Markides has been chairman of the Scientific Council for Sustainable Development under the Swedish government (vetenskapliga rådet för hållbar utveckling) since 2015. The council's mission is to give evidence-based, concrete suggestions for development of financial, ecological, cultural and social sustainability for the government's longterm sustainability vision.

== Awards and distinctions ==
Markides has received several awards and distinctions, among others:

- Norblad-Ekstrand medal (1990)
- Jubilee medal in chemistry (Storbritannien, 1992)
- Senior Individual Grant (Swedish Foundation for Strategic Research, SSF, 1997)
- International Scientist of the Year (Pittsburgh, 2004)
- H.M. The King's Medal of the 12th size in gold with Order of the Seraphim ribbon (2008)
- Oscar Carlson medal in solid silver (Swedish Chemical Society, 2010)
- The Gothenburg City Badge of Merit (2015)

== Patents ==
Professor Markides holds the following patents:

1. "Novel Liquid Crystalline Compounds and Polymers,"J.S. Bradshaw, M.L. Lee, K.E. Markides, and B.A. Jones. US Patent Number 4,864,033. Filed: November 27, 1985. Issued: February 1989.
2. "Multi-Element Selective Radio Frequency Plasma Detector for Capillary Gas Chromatography, F. Yang, P. Farnsworth, R. Skelton, K.E. Markides, and M.L. Lee.

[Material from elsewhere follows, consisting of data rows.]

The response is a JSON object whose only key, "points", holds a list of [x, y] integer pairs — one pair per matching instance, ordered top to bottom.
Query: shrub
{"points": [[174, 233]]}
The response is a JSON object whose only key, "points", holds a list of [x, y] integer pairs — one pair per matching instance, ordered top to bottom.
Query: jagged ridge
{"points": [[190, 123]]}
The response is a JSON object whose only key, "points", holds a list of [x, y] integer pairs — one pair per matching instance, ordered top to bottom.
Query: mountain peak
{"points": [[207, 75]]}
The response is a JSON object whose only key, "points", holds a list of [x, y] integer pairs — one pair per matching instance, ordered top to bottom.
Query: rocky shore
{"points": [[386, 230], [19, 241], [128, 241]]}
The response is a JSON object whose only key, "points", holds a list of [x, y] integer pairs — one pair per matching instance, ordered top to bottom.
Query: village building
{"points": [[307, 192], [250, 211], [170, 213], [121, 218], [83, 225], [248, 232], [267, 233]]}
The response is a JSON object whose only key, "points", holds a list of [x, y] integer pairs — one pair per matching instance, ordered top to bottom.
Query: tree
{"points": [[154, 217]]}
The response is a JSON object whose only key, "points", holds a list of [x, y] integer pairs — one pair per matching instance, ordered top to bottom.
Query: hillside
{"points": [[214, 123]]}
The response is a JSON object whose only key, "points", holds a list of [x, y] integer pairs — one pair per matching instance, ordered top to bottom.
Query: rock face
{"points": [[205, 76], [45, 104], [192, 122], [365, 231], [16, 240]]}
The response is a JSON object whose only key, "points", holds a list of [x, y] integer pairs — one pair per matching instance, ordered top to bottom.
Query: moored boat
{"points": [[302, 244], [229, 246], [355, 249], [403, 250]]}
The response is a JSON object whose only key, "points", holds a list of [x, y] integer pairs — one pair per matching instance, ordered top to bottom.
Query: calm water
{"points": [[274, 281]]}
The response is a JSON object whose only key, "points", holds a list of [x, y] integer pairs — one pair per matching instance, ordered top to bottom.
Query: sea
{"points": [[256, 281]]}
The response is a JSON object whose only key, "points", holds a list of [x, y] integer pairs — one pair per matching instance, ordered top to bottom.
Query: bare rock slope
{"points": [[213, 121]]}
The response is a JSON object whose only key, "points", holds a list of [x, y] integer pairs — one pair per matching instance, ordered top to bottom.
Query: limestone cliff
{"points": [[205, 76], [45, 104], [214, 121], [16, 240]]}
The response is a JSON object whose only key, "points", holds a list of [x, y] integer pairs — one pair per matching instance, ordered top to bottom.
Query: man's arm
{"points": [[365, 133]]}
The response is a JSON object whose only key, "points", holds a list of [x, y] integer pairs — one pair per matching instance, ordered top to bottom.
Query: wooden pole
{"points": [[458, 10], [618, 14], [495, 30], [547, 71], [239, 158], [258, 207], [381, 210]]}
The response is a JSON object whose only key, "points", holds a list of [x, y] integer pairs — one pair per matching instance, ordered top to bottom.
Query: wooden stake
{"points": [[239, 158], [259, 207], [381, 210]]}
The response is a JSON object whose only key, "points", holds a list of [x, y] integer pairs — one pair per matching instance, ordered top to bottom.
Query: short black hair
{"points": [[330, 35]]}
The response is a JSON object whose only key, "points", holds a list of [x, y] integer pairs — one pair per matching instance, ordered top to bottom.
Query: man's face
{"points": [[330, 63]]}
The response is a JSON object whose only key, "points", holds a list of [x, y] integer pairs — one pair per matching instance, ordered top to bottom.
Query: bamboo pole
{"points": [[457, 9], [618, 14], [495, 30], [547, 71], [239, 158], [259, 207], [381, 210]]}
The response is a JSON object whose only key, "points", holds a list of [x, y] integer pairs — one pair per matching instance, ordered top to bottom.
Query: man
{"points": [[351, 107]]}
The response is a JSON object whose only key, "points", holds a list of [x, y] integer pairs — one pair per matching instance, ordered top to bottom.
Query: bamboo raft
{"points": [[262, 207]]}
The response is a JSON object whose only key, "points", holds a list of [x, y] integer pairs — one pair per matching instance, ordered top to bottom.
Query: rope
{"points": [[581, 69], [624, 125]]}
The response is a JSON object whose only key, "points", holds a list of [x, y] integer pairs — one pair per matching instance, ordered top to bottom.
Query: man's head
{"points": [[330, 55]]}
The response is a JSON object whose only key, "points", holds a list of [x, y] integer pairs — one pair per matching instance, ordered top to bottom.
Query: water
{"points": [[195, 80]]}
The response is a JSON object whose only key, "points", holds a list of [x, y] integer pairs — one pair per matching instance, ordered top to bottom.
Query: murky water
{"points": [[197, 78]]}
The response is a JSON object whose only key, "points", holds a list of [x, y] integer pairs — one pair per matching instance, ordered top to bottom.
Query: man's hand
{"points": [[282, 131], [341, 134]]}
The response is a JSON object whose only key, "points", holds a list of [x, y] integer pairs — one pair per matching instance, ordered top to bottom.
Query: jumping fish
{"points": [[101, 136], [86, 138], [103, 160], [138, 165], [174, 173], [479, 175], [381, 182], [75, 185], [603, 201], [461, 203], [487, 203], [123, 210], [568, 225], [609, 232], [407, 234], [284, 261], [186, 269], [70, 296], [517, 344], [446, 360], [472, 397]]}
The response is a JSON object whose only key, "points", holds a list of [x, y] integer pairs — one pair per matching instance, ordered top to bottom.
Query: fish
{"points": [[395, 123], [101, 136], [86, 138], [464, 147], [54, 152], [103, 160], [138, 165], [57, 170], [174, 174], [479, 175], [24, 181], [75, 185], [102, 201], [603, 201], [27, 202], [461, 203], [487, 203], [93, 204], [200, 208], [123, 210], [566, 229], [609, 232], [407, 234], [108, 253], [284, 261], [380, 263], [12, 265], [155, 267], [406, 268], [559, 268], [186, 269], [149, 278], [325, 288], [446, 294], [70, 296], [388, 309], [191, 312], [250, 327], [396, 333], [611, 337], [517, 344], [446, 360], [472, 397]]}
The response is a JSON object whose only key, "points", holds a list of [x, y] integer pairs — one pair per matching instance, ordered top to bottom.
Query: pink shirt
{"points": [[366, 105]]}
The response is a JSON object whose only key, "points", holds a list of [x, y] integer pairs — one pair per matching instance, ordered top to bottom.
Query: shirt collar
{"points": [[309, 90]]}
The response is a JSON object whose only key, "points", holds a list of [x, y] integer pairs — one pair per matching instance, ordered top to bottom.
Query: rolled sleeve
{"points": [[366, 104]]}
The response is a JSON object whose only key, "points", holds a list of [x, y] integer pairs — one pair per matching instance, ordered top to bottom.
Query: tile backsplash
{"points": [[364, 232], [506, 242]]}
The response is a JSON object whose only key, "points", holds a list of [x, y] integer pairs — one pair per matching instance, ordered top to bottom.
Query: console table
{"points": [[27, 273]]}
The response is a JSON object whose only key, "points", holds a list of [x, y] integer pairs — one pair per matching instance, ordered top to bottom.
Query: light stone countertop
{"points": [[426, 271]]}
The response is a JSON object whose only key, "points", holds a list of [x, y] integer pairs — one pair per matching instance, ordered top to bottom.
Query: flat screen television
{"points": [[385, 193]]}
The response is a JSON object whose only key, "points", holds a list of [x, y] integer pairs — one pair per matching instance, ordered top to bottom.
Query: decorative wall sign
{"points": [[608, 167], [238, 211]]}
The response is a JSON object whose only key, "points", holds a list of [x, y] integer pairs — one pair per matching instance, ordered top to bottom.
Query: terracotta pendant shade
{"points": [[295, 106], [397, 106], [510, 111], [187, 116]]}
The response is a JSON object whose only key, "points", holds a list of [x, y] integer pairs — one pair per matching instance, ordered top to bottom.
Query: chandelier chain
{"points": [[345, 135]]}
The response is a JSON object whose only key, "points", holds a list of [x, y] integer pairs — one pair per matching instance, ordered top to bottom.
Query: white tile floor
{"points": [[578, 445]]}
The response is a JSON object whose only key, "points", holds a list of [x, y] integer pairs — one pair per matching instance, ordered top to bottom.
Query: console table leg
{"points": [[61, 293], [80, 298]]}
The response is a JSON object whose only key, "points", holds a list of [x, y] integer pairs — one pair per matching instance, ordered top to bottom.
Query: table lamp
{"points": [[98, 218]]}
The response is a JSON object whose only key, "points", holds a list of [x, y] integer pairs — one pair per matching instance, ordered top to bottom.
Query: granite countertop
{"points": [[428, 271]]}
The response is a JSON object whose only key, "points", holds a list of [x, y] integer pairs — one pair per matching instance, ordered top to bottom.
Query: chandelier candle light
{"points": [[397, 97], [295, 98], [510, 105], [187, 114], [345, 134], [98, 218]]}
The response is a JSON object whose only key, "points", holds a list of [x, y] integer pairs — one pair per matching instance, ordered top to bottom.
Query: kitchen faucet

U.S. Patent Application Serial No. 24,095. Filed: March 12, 1987. Issued: January 25, 1989.
3. "Oligoethylene Oxide Substituted Siloxane Compounds and Polymers," J.S. Bradshaw, M.L. Lee, K.E. Markides, Filed: December, 1987.
4. "Chiral Polysiloxane Compounds and Polymers," J.S. Bradshaw, M.L. Lee, K.E. Markides, Filed: January, 1988. Issued: June 1990.
5. "Chromatographic Arylcarboxamide Polysiloxanes," J.S. Bradshaw, M.L. Lee, K.E. Markides, Filed: June, 1988. Issued: March 1990.
6. "Novel Chiral Copolymers with Oligosiloxane Spacers," J.S. Bradshaw, B.E. Rossiter, B.J. Tarbet, D.F. Johnson, M.L. Lee, K.E. Markides, File No. 9393 CIP. Filed: March 1992.
7. “Encapsulated Nanoparticles for Drug Delivery”, G. Jacobson, R.N. Zare, K.E. Markides, R.R. Shinde and C.H. Contag, File No. 11/748,408, Filed: May 14, 2007.